Not sure what the fear of coil over plug ignition is. They are much better in water or mud because the system is sealed, and it cleans up the passenger side of the engine a bit since you don't have plug wires. My 2000 wrangler has been through a lot in its lifetime and still has the original coilpack.
 
Didn't they switch from HP front diff to LP front diff in 00 or 01?
 
Keep in mind, HP R&P is stronger when you're driving forward, LP R&P is stronger when you're backing up. If you're trying to climb something going forward, probably 60-70% of the weight and traction are over the rear wheels. If you're trying to back up a hill or obstacle about 60-70% of the weight and traction are on the front wheels, and the LP front diff is stronger than HP. Not that any of that matters, because you will probably break a shaft or u-joint first...
 
Keep in mind, HP R&P is stronger when you're driving forward, LP R&P is stronger when you're backing up. If you're trying to climb something going forward, probably 60-70% of the weight and traction are over the rear wheels. If you're trying to back up a hill or obstacle about 60-70% of the weight and traction are on the front wheels, and the LP front diff is stronger than HP. Not that any of that matters, because you will probably break a shaft or u-joint first...
Idk about you but i dont think I've ever been like... "you know what I think I'm gonna back up this huge ledge..."
 
Idk about you but i dont think I've ever been like... "you know what I think I'm gonna back up this huge ledge..."
True, but many times I've had the front slide down into a hole or crack and needed to use a lot of throttle to get back out of it.
 
Keep in mind, HP R&P is stronger when you're driving forward, LP R&P is stronger when you're backing up. If you're trying to climb something going forward, probably 60-70% of the weight and traction are over the rear wheels. If you're trying to back up a hill or obstacle about 60-70% of the weight and traction are on the front wheels, and the LP front diff is stronger than HP. Not that any of that matters, because you will probably break a shaft or u-joint first...
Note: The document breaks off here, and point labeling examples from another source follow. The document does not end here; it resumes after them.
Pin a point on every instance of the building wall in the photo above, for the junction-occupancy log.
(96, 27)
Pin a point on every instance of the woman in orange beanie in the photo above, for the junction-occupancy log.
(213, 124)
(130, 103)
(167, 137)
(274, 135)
After bending 2 driveshafts and having to get them retubed, screw a LP axle on 32s and 35s!
 
Not sure what the fear of coil over plug ignition is. They are much better in water or mud because the system is sealed, and it cleans up the passenger side of the engine a bit since you don't have plug wires. My 2000 wrangler has been through a lot in its lifetime and still has the original coilpack.

I have no problem with a coil pack, it is just the shitty head that came on the coil pack motors in 00-01. I've had a lot of 00-01 XJs in here. Almost every single one has a cracked head.
 
91 - 94 are my favorite years. I'm partial to 94 though. 95 is nice for the air bag if you are going to street drive it. I also have a 98 and am not as happy with it as I thought I would be. The 8.25 did not get the bigger spline axles until 96 iirc. However the 8.25 xj axles are a dime a dozen. Just my .02
 
I tell everyone I know who get xjs, if you plan to wheel it, the first thing you should do is put uni body stiffeners on it!
 
You've got it backwards.
Assuming we're still talking about front axles, you've got it backwards. Feel free to quote the rest of my post :p
If you're trying to back up a hill or obstacle about 60-70% of the weight and traction are on the front wheels, and the LP front diff is stronger than HP.
 
Assuming we're still talking about front axles, you've got it backwards. Feel free to quote the rest of my post :p

I got it now. The LP is on the coast side going forward (weak side), but the drive side when going backwards. :beer:
 
I got it now. The LP is on the coast side going forward (weak side), but the drive side when going backwards. :beer:
I figgered you'd figger it out if you thought about it.